Turn twice from the tram stop and suddenly there are red brick houses with green roofs to the left and right of the street, behind them taller buildings and a chimney.
Every few meters, a driveway gives a clear view of old cars, rubbish containers, plastic chairs, stacks of material, plant pots.
The Ruthenbergsche Höfe are a relic of the industrial age that, thanks to a sensible owner, was saved from the greed of the real estate market.
Car repair shops, handicraft businesses, artists' studios: In the commercial district it is easy to observe what a lively mix moderate rents create.
Sebastian Summa also enjoys the post-industrial idyll.
The designer has set up shop with two colleagues in one of the little houses, with a workshop on the ground floor and offices in the attic.
Tomatoes are growing in pots in front of the door, and Josh the cat checks in between.
"There's something very special here," says the forty-nine-year-old.
"The free spaces!"
Here Summa has the rest he needs.
Because in order to find the right form for his designs, he has to keep them in mind for a long time.

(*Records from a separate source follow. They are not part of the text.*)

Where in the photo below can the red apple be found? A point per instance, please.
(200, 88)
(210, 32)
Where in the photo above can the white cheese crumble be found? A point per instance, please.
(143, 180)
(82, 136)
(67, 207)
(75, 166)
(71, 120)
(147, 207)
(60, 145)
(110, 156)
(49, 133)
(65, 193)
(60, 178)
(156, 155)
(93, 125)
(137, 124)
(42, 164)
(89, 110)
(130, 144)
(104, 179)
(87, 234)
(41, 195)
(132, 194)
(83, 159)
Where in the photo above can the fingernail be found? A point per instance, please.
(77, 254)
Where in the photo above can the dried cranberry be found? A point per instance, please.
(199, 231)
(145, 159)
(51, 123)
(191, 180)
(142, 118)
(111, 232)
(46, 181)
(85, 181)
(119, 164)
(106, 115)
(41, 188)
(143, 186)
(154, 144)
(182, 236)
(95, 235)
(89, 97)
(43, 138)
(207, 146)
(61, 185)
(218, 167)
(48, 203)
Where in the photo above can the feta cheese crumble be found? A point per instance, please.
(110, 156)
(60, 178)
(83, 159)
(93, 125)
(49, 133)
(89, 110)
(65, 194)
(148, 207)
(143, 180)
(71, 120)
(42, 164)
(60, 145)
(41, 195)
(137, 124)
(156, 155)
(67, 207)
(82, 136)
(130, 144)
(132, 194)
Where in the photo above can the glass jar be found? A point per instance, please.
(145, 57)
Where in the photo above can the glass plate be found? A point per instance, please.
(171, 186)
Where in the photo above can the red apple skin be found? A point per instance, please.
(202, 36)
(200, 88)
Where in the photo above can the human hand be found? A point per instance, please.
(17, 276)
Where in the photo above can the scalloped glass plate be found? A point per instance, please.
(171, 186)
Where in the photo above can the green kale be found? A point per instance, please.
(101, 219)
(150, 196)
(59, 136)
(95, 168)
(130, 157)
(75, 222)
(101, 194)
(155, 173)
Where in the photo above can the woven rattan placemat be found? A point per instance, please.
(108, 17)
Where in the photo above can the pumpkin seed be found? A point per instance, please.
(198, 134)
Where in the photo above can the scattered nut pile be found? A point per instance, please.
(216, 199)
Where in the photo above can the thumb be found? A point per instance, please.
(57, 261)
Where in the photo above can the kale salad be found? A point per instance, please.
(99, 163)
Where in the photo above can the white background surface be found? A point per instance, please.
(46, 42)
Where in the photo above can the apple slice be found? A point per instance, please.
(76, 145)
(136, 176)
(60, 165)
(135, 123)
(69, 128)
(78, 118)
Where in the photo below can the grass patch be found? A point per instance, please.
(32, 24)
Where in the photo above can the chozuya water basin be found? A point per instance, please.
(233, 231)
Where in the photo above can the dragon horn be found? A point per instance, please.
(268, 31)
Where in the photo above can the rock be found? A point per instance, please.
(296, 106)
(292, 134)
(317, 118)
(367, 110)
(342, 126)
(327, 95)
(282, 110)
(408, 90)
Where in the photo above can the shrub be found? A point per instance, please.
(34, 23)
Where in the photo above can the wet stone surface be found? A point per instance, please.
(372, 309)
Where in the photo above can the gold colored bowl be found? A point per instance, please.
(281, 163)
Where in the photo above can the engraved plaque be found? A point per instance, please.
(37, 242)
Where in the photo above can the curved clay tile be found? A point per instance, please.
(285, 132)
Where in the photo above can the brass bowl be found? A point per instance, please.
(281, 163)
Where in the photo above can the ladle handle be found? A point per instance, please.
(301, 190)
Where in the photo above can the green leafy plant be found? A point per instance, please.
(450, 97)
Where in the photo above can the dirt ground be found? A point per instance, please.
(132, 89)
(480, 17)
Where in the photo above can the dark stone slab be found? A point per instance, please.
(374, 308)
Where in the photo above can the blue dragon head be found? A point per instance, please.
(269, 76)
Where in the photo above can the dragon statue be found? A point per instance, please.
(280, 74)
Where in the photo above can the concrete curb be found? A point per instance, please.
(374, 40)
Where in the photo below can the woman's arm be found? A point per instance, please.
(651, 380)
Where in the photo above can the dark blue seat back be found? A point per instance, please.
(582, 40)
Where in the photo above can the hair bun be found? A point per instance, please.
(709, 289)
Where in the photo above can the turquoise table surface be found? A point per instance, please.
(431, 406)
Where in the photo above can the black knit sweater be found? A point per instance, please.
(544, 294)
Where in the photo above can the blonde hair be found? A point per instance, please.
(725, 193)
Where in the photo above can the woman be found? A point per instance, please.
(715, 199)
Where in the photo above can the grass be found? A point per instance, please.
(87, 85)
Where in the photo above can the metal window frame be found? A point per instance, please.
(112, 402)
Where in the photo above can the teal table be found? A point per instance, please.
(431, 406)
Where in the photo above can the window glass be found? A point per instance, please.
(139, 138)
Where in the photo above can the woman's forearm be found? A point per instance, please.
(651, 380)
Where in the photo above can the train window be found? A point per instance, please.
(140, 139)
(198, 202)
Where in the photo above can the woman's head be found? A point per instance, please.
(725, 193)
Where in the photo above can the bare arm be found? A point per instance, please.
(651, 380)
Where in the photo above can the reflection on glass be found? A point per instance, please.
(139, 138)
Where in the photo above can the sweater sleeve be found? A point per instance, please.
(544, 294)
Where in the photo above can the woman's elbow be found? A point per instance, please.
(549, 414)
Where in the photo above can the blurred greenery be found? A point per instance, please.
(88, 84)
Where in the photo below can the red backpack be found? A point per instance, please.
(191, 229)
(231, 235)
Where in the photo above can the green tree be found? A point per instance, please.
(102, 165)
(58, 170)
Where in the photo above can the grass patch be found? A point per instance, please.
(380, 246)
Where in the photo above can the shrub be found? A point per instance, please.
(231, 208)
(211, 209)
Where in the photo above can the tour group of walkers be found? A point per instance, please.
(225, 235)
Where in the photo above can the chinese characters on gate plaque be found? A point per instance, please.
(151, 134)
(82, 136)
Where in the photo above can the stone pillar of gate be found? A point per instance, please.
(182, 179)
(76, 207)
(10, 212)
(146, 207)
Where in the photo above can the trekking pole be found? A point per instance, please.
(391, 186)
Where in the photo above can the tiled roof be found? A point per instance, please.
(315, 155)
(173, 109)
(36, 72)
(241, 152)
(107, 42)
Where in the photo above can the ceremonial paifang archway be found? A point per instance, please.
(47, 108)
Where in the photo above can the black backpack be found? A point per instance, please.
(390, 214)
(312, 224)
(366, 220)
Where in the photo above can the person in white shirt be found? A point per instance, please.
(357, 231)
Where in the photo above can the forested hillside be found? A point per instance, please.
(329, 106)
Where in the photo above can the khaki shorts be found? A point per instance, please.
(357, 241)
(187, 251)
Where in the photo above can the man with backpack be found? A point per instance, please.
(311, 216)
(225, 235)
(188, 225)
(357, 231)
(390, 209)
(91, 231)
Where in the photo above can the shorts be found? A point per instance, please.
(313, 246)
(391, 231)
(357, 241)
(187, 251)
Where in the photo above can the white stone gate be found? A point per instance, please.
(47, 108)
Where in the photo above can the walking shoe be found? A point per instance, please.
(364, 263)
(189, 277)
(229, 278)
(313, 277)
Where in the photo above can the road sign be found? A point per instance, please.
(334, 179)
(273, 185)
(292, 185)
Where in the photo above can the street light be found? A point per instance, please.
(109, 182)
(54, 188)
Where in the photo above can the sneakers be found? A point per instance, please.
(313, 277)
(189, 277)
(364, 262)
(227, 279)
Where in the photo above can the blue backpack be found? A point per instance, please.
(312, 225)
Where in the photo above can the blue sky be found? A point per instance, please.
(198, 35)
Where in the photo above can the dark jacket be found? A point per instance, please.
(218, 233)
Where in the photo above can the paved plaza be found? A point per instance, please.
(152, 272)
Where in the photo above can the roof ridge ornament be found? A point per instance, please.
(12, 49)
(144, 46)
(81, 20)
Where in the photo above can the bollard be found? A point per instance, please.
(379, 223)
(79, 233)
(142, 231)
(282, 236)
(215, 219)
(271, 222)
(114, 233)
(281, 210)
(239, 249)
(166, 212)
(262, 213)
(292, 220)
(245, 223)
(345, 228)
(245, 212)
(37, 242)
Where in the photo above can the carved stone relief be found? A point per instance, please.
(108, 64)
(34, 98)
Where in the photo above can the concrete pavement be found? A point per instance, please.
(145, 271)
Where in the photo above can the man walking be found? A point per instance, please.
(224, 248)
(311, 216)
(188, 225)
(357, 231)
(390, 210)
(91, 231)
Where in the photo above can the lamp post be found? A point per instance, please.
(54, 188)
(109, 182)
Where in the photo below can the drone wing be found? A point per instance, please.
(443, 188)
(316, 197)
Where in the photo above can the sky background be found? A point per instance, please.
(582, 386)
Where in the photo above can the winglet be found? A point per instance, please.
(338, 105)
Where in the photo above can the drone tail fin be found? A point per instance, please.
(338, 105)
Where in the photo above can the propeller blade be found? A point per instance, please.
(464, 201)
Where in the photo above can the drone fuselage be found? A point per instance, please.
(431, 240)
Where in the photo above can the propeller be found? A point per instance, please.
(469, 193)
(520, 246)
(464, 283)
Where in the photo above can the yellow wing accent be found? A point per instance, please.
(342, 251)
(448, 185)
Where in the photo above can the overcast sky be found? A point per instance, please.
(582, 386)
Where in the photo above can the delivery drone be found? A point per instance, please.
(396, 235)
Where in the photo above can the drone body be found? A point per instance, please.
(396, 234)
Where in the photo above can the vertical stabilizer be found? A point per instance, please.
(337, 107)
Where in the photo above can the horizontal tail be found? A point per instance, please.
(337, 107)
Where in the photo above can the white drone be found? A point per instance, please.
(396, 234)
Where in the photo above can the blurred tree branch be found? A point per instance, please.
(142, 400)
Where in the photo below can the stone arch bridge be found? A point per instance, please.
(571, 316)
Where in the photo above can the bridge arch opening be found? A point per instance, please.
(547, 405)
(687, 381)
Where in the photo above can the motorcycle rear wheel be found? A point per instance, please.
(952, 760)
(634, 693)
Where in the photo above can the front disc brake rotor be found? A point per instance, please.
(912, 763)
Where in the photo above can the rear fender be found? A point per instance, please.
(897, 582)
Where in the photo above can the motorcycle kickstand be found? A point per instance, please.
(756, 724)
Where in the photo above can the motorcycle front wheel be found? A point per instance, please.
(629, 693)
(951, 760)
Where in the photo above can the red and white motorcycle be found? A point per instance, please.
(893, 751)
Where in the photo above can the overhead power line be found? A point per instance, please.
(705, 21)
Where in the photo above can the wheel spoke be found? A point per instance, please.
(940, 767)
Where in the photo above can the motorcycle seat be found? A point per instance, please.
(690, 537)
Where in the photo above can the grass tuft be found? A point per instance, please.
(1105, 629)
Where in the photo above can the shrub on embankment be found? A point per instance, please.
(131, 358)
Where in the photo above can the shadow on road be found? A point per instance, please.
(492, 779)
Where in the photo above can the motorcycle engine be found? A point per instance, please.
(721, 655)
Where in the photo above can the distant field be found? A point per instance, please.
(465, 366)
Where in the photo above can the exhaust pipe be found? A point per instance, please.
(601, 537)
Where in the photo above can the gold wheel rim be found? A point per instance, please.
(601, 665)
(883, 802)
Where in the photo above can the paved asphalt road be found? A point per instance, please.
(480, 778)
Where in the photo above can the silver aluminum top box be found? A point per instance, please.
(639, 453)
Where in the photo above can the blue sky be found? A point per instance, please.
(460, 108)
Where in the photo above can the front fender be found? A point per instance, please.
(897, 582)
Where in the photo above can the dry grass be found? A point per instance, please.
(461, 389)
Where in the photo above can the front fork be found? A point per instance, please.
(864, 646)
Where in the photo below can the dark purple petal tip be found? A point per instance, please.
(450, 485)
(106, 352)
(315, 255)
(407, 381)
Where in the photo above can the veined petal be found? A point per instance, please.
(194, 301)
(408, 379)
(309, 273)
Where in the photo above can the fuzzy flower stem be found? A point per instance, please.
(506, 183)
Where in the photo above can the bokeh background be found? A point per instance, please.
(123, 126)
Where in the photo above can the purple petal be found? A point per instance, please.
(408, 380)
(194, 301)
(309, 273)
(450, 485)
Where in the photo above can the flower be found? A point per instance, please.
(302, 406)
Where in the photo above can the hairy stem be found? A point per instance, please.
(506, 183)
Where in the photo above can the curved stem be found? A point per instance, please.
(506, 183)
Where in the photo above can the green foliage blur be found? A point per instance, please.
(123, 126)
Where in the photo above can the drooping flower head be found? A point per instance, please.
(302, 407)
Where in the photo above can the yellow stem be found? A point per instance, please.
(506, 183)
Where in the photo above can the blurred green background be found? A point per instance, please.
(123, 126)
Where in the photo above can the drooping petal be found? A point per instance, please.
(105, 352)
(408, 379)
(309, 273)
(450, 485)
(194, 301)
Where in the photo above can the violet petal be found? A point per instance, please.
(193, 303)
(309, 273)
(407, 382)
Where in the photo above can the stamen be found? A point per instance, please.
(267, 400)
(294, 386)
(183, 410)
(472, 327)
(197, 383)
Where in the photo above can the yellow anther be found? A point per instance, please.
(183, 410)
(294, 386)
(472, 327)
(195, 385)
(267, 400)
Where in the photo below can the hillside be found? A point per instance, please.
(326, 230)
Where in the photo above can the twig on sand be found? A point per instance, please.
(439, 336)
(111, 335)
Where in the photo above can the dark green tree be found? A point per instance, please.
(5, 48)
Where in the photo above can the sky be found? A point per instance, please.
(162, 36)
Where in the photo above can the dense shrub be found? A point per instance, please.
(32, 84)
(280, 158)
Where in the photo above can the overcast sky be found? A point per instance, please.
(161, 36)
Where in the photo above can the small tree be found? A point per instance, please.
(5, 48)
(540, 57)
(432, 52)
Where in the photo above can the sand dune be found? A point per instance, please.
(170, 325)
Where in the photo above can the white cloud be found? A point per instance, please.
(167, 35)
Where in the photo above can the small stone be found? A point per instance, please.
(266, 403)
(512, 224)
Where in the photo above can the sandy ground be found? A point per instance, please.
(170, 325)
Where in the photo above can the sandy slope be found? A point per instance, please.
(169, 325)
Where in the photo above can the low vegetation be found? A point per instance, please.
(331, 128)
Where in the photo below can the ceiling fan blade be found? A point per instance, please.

The product designer and trained blacksmith looks at the various prototypes over and over again until he is certain which form is the best.
"I found that as a method for myself."
Anything but improvised
This is also the case with the large lamp that hangs in the workshop.
A bundle of ten fluorescent tubes, casually placed in two metal rings, floating under the ceiling.
The French lighting brand DCW éditions has just launched the lamp under the name NL12.
Here in the workshop, in front of unplastered walls, it perhaps comes into its own: more of a spontaneous gesture than a sophisticated product.
The way the glass tubes are loosely stacked on top of each other seems almost improvised.
Of course, the casual gesture is anything but improvised, it is actually quite sophisticated: Summa, together with the engineers from DCW éditions, developed a construction made of mirrored panes so that the tube bundle works as a light.
They hold the tubes together securely and almost invisibly.
The current is also guided invisibly through the steel rings of the suspension.
The bulb is in the middle tube, the others only scatter the light.
"At first glance, they all seem to glow," says Summa.
"It's a little built-in surprise.
I like that kind of thing.”
The company DCW éditions, which is best known for its lamps by Bernard-Albin Gras and Bernard Scotlander, came across Summa by chance.
DCW founder Frédéric Winkler discovered one of his lights in photos of an interior – and immediately wanted to produce it.
The collaboration began with the model called Org – a concept related to NL12.
The next joint lamp is expected to come onto the market at the end of 2023.
Plaster models of the new design stand on the sheet metal cabinet in the Berlin workshop.
Large, bulbous objects, examined by Summa again and again.
"I spent a long time working on the radii, changing the dimensions," he says.
But now he has found the perfect version.
She, too, can be released from the idyll into the world.